Thursday, March 25, 2010

Farewell, dry spell.

The events of the last twenty-four hours have been insane; almost too much to come to terms with. That dry spell I was worried about? Well, it's been broken. And how!

I've known for a while now that I'm bi-curious. The Ex almost had me convinced that I was bisexual (and that that was a bad thing) way back when, the time I licked my best friend's fingers and enjoyed it. Guys have this tendency to get really insecure about bisexual women - and I'm not surprised. The irony is that the girl I spent last night with had recently been broken up with because (amongst other things) the boyfriend couldn't deal with her bisexuality. Today's his birthday, incidentally, so we had to go watch him cutting a cake at midnight. She and I were crazy drunk from the party earlier.

She propositioned; I confessed indecision; she pressed; I remained undecided; she initiated it with a kiss; I didn't resist.
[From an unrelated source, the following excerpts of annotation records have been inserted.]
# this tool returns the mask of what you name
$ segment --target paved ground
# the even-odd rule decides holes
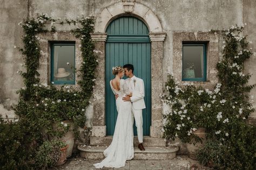
[[[68,159],[64,165],[60,167],[51,168],[55,169],[89,170],[96,169],[93,165],[100,161],[100,160],[89,159],[78,157]],[[127,161],[124,167],[120,168],[103,168],[102,169],[211,169],[208,167],[201,166],[199,162],[185,156],[177,156],[171,160],[132,160]]]

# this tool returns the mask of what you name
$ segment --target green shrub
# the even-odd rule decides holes
[[[66,145],[64,142],[57,140],[44,141],[36,153],[36,167],[46,168],[53,166],[62,155],[60,148]]]
[[[21,122],[4,122],[0,117],[1,169],[29,169],[34,162],[36,144],[29,130]]]

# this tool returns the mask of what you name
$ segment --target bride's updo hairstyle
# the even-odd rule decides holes
[[[113,73],[113,75],[117,75],[118,73],[122,72],[124,70],[124,68],[121,66],[113,67],[112,68],[112,73]]]

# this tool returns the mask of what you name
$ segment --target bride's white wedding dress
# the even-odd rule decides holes
[[[123,96],[130,93],[124,80],[120,81],[119,91],[113,88],[111,81],[110,87],[113,93],[119,96],[116,100],[118,115],[112,143],[103,152],[106,158],[102,162],[93,165],[96,168],[104,166],[112,168],[123,167],[126,160],[131,160],[134,157],[131,103],[124,102],[122,99]]]

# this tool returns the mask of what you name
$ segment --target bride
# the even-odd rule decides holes
[[[132,159],[134,156],[132,105],[130,102],[122,100],[126,95],[131,97],[132,94],[125,80],[121,79],[124,76],[124,68],[120,66],[113,67],[112,73],[116,77],[110,80],[110,87],[114,94],[119,96],[116,101],[118,115],[111,144],[103,152],[106,158],[93,165],[96,168],[123,167],[126,160]]]

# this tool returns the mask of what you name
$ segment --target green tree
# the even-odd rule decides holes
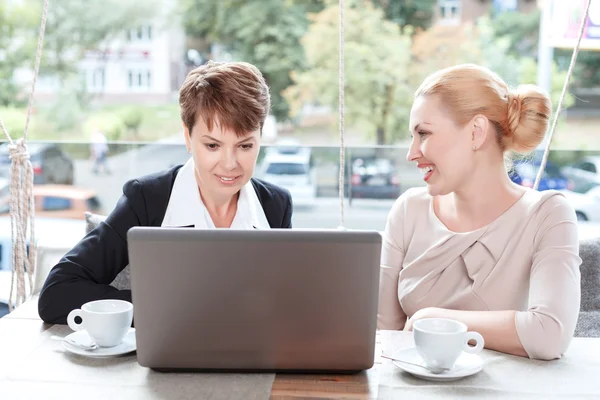
[[[393,143],[408,126],[410,36],[372,4],[350,6],[344,11],[345,115],[377,144]],[[331,5],[315,15],[302,38],[309,68],[295,73],[295,85],[285,91],[294,114],[307,103],[338,107],[338,11]]]
[[[37,18],[36,18],[37,17]],[[35,47],[27,40],[39,24],[39,15],[18,3],[0,3],[0,106],[21,105],[20,87],[14,72],[34,56]],[[33,63],[31,63],[33,64]]]
[[[292,84],[290,73],[305,68],[300,38],[310,11],[321,1],[181,0],[189,36],[226,46],[235,59],[256,65],[272,96],[272,113],[288,117],[281,92]]]
[[[381,8],[385,18],[397,23],[401,28],[412,26],[415,30],[431,26],[438,0],[373,0]]]

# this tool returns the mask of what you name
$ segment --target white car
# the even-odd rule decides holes
[[[587,192],[590,188],[600,185],[600,157],[583,157],[578,162],[567,165],[560,170],[575,185],[576,191]]]
[[[575,209],[578,221],[600,222],[600,187],[594,187],[587,193],[561,190]]]
[[[310,148],[285,146],[267,149],[261,178],[288,189],[294,206],[312,207],[316,203],[317,183]]]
She was really, really fucking good at what she did, making me beg, whine and moan to be touched some more every time she stopped. I'd like to believe that I didn't do so badly myself, but the darkness coupled with my slight hesitation didn't allow me to be as daring as I would have liked to be. But she seemed to like whatever it was that I did manage to do. And I think I surprised her (pleasantly) by bringing out the ropes and toys and lube and using them as I did. It'd been so long since I had indulged in play that it felt really good to go through the motions, make the whispers, elicit moans, punish and bestow as I pleased.

It was fun. It was sexy. It was erotic. It was drunken. It was my first time with another girl. It was great. Fucking. (ha.) Great.

And to remind myself of it, I have a deep, dark red bruise on my neck where she marked me with her mouth.